HES’ler;
Önce insan ve doğa mı, yoksa para mı?
Kemal Burkay
Bu yazımda son günlerde bir kez daha gündeme gelen,
ancak yeni olayların değiştirdiği gündemle
birlikte unutulmaya yüz tutan şu HES’lerle (hidro elektrik
santralleri) ilgili olarak hükümetin tutumundan söz etmek
istiyorum.
Ilısu barajı, yıllardır yöre halkının
yanı sıra, tarih ve çevre dostlarının
da çabasıyla gündemdedir.

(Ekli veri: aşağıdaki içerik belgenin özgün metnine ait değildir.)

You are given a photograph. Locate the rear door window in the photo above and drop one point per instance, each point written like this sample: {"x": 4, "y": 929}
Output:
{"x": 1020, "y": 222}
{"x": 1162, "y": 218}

Bu baraj eğer önlenemezse,
çevredeki verimli toprakların yanı sıra, eşi
bulunmaz bir tarih hazinesini, Hasankeyfi sulara gömecektir.

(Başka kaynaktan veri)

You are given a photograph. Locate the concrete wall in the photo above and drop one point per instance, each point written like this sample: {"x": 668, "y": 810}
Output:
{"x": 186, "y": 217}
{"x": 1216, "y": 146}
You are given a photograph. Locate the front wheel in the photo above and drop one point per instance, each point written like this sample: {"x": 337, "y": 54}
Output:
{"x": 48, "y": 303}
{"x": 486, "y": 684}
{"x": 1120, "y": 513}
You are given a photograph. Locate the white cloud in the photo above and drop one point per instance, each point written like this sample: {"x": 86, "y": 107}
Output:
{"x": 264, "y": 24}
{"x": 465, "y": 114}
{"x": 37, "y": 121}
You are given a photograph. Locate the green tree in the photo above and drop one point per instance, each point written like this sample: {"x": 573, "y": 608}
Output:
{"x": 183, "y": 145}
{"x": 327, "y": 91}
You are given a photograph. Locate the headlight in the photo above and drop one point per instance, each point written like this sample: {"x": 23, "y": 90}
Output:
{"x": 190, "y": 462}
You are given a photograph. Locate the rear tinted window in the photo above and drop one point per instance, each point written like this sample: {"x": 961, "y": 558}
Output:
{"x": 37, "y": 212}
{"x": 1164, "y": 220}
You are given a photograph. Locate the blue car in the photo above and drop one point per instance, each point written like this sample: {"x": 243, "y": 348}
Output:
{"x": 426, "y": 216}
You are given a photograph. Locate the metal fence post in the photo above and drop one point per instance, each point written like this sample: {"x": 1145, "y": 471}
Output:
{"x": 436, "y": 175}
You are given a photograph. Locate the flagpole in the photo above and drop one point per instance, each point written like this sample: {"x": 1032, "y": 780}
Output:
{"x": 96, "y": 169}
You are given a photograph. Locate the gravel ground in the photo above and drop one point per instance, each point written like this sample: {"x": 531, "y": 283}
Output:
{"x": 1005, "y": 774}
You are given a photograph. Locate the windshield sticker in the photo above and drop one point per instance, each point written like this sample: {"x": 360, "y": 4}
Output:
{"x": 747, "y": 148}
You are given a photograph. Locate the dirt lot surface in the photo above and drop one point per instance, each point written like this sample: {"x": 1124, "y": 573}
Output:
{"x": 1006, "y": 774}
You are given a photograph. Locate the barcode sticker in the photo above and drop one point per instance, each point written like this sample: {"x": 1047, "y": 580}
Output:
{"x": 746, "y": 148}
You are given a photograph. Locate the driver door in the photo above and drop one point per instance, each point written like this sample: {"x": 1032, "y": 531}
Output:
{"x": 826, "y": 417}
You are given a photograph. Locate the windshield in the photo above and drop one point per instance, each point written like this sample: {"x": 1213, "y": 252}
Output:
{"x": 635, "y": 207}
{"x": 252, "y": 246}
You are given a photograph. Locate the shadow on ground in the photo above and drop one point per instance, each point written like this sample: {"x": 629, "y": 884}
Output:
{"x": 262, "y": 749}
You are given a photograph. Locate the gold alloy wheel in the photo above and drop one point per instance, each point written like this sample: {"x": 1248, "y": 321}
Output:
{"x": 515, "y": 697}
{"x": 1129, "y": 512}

Ama AK Parti hükümeti de kendisinden öncekiler gibi buna aldırmıyor.
Dersim yöresindeki HES’ler ise, milli park ve sit alanı
ilan edilmiş, UNESCO’nun da korumasında olan güzelim
Munzur ve Harçik vadilerini, dünyada eşi az bulunur bir
doğal güzelliği yok edecek; üstelik, tarihte zaten
çok acı çekmiş, kaç kez kırıma uğratılmış,
göçertilmiş Dersim halkını bir kez daha yollara
düşürecektir. Ama AK Parti hükümeti de kendisinden öncekiler
gibi, ne bu eşsiz doğal güzelliklerin, zengin floranın,
hayvan türlerinin yok olması tehlikesine, ne de Dersim
halkının çığlıklarına aldırıyor.
AK Parti hükümeti için de varsa yoksa enerji ve bundan oluşacak
ekonomik getiri. Diğer bir deyişle para, para, para!..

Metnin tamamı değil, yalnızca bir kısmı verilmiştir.